There has been some research showing similarities between lucid dreaming and sleep paralysis (a condition that occurs when you wake from sleep and can’t move or speak for a few seconds). This is probably because both are related to transitions in and out of REM sleep, notes Breus. But there is no evidence that lucid dreaming itself is linked to sleep paralysis, he reassures. In fact, while sleep paralysis itself was connected to poorer sleep and more day to day stress, lucid dreamers reported better creativity, imagination and daydreaming.

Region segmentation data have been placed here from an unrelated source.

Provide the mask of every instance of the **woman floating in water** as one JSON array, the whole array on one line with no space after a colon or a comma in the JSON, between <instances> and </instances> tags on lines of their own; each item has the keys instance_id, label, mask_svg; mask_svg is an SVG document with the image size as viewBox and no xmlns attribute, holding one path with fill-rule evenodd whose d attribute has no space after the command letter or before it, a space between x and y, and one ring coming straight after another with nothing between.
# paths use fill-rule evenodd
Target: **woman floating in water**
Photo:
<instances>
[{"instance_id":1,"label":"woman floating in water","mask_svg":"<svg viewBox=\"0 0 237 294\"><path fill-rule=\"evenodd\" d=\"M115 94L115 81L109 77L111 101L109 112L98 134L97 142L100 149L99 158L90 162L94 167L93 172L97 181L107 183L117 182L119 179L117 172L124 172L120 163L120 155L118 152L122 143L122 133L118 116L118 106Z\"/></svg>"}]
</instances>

For most people, there is no danger to lucid dreaming. “You know you are dreaming throughout the experience, so there shouldn’t be confusion as to when you’re dreaming and when you’re awake,” explains Craig Sim Webb, Ph.D., executive director of the non-profit DREAMS Foundation in Montreal. The experience can be very intense, so it is best to take it easy at first (that means no flying or jumping off of a cliff) until you get used to the process. But people with serious mental health conditions such as schizophrenia shouldn’t try to induce it, because they may be unable to distinguish their dreams from real-life events, says Breus.
How to Encourage Lucid Dreaming
If you have never experienced a lucid dream — or have, and want to have them more frequently — there are some tips and techniques to try, including:
Take frequent reality checks. All this involves is frequently checking in with your surroundings while you are awake during the day. “As you observe your environment, ask yourself, ‘Am I awake, or am I dreaming?’” advises Breus. This makes it more likely that your mind will ask this when you are actually dreaming.
Wake back to bed (WBTB). Using this technique, you sleeps for 5-6 hours, then deliberately wake up for a short period of time before dozing off again. “The idea here is to send yourself immediately into REM sleep, which tends to occur more as the night progresses,” explains Breus.
Mnemonic induction of lucid dream (MILD). Otherwise known as visualization, this is one of the most researched, and most effective, lucid dream techniques. Before bed, practice dream recall, and then when you awaken at any time get up and recall as much of your dream as you can. Before you go back to sleep, visualize yourself returning to your dream and plan a specific activity to do within it. Focus on this until you fall back asleep. A 2017 study published in the journal Dreaming found that using all three of these techniques together — reality checks, WBTB, and MILD — stimulated lucid dreaming.
Master dream recall. The main barrier to realizing that you are dreaming is that your dreaming and waking memory aren’t connected as much as they could be with some intention, practice and focus. “You may already be having lucid dreams and just don’t remember them,” says Webb. As you go to bed, ask yourself to remember your dreams when you awaken. When you get up, gather as many images, feelings or impressions as you can, then write them down in a notebook. As you start remembering dreams more, you will become more familiar with your personal dream content, which in turn will allow your waking reasoning and reflective capabilities to be more present in your dreams, adds Webb. Another tip: snack on whole grain cereal with milk before bed. These foods are both rich in vitamin B6, which appears to strengthen dream recall, according to an Australian study published last year in the journal Perceptual and Motor Skills.